Black Box scope & engagement — bRRAIn Docs

What a Black Box engagement looks like — phases, deliverables, governance.

Black Box scope & engagement

A Black Box engagement is a multi-phase, multi-month relationship. This page describes how it's structured and what to expect at each phase.

Roles

Each engagement is staffed by:

  • bRRAIn Executive Sponsor — a member of bRRAIn senior leadership accountable for the engagement.
  • bRRAIn Engagement Lead — your single point of contact, drives the engagement day-to-day.
  • bRRAIn Architect — leads technical design.
  • bRRAIn Handler Engineer — leads custom Handler design and training.
  • bRRAIn Embedded Engineers — pair with your team during build.
  • bRRAIn Security Officer — leads security posture and compliance.

On your side, we look for:

  • Executive Sponsor with budget authority.
  • Project Lead with day-to-day decisioning authority.
  • Technical Lead with system-of-record authority.
  • Security / Compliance Lead with policy authority.
  • Change Management Lead for rollout.

Phase 1 — Initial conversation (30 minutes)

Mutual-fit assessment. We discuss:

  • Your AI initiative, its current state, its strategic priority.
  • Why standard isn't sufficient.
  • Our suitability for your use case.
  • Rough scoping (timeline, budget range).
  • Next steps.

Either side can decide not to proceed without commitment.

Phase 2 — NDA signing

Mutual NDA covers all subsequent disclosures. Standard turn-around is 5–10 business days.

Phase 3 — Discovery (4–8 weeks)

Discovery is the most consequential phase. We meet weekly (sometimes more) with:

  • Stakeholder interviews — executives, line-of-business leaders, IT, security, compliance, operations.
  • System inventories — what's running today, what depends on what, what's planned.
  • Use-case workshops — deep dive on each AI use case under consideration.
  • Data audits — what data exists, where it lives, who owns it, how clean it is.
  • Constraint surveys — regulatory, contractual, organizational.
  • Outcome definition — what success looks like measurably.

Discovery output: a comprehensive understanding of your environment, ready to design against.

Phase 4 — Detailed Implementation Brief (2–3 weeks)

A written document covering:

  • Recommended architecture.
  • Data flow diagrams.
  • Integration map.
  • Handler design (training corpus, evaluation suite, deployment topology).
  • Custom marketplace extensions to be built.
  • Security posture.
  • Compliance approach.
  • Implementation timeline with milestones.
  • Cost estimate (platform, build, embedded engineering, infrastructure pass-through).
  • Risk register.
  • Governance model.

Brief delivery is a key milestone. We walk you through it in person; you take time to review.

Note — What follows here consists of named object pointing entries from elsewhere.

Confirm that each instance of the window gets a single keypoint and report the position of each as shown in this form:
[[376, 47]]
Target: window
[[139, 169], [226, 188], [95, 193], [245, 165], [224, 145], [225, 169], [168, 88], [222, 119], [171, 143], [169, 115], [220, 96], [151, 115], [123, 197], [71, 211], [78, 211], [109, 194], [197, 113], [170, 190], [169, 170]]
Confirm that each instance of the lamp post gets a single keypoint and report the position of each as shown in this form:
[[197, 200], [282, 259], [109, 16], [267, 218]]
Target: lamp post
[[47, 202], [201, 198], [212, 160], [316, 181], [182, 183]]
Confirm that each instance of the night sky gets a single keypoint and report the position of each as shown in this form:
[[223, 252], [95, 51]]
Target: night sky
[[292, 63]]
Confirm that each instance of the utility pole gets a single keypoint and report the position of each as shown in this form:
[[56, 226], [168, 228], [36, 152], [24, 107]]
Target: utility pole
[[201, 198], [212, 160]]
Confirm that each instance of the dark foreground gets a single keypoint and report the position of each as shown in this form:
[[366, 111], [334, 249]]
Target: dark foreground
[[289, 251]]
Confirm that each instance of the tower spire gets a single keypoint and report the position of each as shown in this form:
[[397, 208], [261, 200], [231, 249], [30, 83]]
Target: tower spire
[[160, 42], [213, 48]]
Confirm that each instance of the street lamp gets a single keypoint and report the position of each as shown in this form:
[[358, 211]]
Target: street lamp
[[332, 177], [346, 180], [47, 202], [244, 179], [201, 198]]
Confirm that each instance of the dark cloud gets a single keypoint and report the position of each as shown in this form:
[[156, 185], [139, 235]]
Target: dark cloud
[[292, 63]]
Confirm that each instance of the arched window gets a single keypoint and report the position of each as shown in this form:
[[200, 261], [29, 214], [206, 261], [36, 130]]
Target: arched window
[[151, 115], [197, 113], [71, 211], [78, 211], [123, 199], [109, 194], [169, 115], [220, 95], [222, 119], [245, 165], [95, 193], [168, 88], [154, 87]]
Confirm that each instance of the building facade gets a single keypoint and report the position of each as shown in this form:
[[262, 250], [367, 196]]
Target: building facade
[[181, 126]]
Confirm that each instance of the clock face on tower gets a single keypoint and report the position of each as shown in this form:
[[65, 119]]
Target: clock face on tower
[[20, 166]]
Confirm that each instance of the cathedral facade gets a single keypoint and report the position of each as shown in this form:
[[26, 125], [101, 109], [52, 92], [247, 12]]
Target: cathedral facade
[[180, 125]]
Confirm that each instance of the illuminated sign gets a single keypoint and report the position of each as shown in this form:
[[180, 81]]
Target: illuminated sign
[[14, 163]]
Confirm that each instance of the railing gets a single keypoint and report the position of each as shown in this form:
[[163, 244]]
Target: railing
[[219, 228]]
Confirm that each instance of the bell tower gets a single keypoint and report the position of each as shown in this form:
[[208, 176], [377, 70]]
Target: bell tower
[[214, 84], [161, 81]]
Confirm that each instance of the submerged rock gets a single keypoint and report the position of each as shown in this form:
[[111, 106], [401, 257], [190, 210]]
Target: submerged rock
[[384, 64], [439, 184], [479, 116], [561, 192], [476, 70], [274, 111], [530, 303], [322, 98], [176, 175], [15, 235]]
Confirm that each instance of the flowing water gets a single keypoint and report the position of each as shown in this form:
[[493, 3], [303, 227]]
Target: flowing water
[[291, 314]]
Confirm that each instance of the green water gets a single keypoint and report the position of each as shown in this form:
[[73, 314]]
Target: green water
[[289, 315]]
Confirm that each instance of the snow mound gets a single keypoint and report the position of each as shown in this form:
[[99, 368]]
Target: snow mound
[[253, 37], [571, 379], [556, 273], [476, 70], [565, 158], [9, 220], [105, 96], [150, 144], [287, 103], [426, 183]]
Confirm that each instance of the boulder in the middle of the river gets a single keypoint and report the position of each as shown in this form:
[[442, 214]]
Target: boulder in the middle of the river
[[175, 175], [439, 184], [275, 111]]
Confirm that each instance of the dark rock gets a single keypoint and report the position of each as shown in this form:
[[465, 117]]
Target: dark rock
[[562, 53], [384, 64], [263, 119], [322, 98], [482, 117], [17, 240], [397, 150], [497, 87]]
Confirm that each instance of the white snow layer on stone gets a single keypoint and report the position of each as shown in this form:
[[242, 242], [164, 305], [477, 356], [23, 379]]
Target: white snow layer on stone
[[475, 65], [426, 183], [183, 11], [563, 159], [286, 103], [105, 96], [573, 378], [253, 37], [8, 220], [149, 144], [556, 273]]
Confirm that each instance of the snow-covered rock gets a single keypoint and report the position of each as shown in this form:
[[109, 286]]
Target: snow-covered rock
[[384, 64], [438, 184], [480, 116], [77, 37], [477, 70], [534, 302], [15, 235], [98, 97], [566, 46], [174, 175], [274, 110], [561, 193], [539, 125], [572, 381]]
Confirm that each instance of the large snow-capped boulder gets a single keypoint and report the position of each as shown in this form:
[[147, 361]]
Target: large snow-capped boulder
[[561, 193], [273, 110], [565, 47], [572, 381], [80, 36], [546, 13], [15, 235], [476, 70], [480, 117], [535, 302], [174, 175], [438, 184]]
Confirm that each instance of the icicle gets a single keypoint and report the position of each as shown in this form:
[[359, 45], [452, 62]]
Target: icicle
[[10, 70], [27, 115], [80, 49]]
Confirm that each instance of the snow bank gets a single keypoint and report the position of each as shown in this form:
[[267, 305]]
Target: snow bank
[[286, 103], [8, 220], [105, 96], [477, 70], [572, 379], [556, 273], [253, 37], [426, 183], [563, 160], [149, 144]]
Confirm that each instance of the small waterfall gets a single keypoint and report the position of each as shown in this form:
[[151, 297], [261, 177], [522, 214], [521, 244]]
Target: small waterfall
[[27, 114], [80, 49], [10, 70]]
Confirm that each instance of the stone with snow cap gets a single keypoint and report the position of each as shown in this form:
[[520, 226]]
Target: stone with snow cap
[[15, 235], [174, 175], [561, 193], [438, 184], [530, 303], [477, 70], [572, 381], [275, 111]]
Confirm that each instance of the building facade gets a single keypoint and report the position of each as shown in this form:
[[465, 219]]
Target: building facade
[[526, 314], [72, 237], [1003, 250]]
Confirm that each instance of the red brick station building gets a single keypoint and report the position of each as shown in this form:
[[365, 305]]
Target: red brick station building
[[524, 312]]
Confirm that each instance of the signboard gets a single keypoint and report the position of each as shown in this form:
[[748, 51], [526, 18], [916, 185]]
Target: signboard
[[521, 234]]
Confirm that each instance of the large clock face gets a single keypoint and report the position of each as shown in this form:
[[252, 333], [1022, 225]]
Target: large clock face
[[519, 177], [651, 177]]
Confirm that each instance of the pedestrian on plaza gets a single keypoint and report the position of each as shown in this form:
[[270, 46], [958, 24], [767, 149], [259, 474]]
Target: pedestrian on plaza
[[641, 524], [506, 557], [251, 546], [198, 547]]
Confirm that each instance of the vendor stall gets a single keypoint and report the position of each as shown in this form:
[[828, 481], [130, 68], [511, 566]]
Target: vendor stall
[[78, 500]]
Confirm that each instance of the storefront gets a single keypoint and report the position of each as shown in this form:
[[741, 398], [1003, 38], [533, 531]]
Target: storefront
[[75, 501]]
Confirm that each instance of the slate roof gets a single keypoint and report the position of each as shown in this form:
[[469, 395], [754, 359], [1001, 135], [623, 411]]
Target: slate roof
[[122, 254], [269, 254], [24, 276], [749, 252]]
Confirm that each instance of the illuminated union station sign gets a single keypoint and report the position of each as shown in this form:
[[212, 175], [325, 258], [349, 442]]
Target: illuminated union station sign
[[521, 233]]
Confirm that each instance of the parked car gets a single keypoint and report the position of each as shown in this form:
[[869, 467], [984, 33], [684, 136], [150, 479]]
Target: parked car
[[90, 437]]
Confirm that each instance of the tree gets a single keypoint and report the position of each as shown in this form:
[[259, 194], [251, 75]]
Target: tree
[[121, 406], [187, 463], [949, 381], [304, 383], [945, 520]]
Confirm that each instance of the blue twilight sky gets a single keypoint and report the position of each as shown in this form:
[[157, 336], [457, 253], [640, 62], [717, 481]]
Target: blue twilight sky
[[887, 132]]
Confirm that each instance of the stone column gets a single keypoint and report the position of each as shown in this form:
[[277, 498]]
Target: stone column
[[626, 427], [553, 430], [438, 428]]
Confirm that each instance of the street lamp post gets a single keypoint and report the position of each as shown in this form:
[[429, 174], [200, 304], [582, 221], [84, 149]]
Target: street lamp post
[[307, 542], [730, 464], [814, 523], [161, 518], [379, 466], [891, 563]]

Phase 5 — Brief review and SOW

You review the brief with your team and stakeholders. Common outcomes:

  • Approve as-is and proceed — SOW drafted from the brief.
  • Approve with revisions — we revise; SOW drafted from the revised brief.
  • Pause for further discovery — additional discovery sub-phase.
  • Decline to proceed — engagement ends; discovery fees are not refunded but credit applies if you re-engage within 12 months.

SOW is a formal contract signed by both executives.

Phase 6 — Build (variable, typically 4–9 months)

The build phase delivers everything in the brief:

  • Infrastructure stood up.
  • Custom Handler trained, evaluated, deployed.
  • Custom integrations built and tested.
  • Custom marketplace extensions built.
  • Embedded engineers pair with your team for skills transfer.
  • Pilot environment ready.

Weekly status; monthly executive readouts; quarterly steering committee.

Phase 7 — Pilot (8–16 weeks)

Controlled rollout to a defined pilot population:

  • Pilot users onboarded.
  • Pilot use cases validated against acceptance criteria.
  • Issue triage and remediation.
  • Adoption measurement.
  • Pilot report at the end with go / no-go recommendation.

Phase 8 — General availability

Full rollout to your organization:

  • Production deployment.
  • Member onboarding at scale.
  • Change management programs.
  • Support escalation path established.
  • Hand-off from build team to steady-state team.

Phase 9 — Steady state

Ongoing engagement:

  • Dedicated CSM.
  • Quarterly business reviews with executive sponsors.
  • Annual hardening reviews (security, compliance, architecture).
  • Roadmap input on platform priorities.
  • Custom-feature requests via formal change-control.

Termination

Engagements include orderly-termination provisions:

  • 90 days notice from either side after initial term.
  • Data export support.
  • Customer transition to standard tier (where viable).
  • Knowledge transfer and runbook hand-off.